Here are a few reasons parents play a big role in shaping the financial literacy of their children:
Your kids respect and trust you
Let’s start with the respect they have for you as an authority figure-even if they won’t admit it. Teens trust and listen to their parents the most. Use this power to influence them to make good financial decisions.
You are the best person to understand what they need
No one understands a child more than their parents. If you see them wasting money on impulse purchases, ask if they really need the item. If food delivery is a nightly event, explain why grocery shopping is not only cheaper, but it’s also healthier.

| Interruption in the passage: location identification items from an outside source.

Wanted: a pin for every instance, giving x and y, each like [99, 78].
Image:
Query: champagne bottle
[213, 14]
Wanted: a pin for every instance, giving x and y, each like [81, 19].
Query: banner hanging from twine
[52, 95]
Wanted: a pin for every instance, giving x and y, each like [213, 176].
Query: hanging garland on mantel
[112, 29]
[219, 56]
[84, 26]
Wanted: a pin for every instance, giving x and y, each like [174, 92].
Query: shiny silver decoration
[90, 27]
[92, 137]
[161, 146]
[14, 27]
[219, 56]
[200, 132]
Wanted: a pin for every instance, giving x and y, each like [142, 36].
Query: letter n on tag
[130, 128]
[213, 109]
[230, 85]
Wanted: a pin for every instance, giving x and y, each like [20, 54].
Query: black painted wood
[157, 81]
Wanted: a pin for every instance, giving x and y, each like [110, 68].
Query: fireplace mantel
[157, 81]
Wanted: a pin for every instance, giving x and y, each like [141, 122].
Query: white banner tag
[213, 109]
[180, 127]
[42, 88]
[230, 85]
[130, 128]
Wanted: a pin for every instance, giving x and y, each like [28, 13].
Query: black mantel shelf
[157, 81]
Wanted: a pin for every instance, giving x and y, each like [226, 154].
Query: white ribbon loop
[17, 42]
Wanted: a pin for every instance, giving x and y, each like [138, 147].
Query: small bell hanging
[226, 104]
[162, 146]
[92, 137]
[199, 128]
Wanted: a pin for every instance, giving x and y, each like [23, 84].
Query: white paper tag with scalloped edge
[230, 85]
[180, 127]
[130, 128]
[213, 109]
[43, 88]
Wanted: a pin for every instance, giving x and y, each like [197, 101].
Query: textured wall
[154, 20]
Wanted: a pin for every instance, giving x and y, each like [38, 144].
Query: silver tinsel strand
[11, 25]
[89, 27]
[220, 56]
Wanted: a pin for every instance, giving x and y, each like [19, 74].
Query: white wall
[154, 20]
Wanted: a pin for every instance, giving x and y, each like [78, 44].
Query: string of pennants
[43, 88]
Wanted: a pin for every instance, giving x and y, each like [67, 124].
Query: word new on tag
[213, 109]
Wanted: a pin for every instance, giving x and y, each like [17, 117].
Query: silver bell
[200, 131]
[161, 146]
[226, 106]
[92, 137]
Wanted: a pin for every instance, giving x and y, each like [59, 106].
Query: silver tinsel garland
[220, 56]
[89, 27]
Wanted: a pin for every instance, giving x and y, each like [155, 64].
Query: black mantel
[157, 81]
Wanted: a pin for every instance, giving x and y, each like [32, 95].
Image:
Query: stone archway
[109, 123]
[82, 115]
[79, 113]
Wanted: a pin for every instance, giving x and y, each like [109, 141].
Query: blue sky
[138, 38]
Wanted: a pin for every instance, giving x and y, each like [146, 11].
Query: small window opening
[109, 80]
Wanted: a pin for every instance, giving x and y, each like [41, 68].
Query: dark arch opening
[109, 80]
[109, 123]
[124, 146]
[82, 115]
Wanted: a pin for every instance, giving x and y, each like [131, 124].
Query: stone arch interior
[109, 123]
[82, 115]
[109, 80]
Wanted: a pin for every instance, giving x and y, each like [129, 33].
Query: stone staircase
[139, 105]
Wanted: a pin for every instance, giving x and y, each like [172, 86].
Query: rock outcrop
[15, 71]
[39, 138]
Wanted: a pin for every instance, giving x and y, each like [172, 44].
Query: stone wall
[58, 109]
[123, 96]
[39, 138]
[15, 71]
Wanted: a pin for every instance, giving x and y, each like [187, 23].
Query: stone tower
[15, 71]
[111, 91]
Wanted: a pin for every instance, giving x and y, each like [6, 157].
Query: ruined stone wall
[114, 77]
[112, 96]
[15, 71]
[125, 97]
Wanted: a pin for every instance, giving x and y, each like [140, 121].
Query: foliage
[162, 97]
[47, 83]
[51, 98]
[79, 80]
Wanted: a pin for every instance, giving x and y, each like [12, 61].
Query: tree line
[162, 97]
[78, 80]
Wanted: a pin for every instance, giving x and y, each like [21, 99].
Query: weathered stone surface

You can easily influence and shape the future of your kids
If your own parents failed to teach you about finances, you probably understand the drawbacks. So, share what you learned the hard way and let them enter the real world armed with the financial information they need. Helping them avoid debt before it happens is one of the greatest lessons you can teach to give them a head start in an independent life.
Common questions about personal savings
Why are personal savings so important?
Your savings can be the ticket to your financial wealth and independence. It will also help you cover unexpected expenses and finance any investment that allows you to increase your current net worth.
How can I create a personal savings plan?
Start by setting goals. You can identify the target savings amount and the actions you need to achieve your vision. The details can be placed in your personal savings plan.
How much should I have in personal savings?
This will depend on your lifestyle, income, and financial goals. Some people are happy with a small savings amount because they have amassed assets. Others want to have sufficient cash in the bank. The latter would certainly require you to save more money. It all depends on what you think you will need in the future and your comfort level.
What are personal savings used for?
They can help finance your education, start your own business, or resolve any debt. In the event of an emergency such as a job loss or injury, your savings could help you stay afloat until you land back on your feet.
Should I invest my personal savings?
Yes, but that would depend on your risk tolerance. Make sure you set aside a portion to remain liquid as cash for emergencies. The rest can be invested so that your money earns compound interest and grows.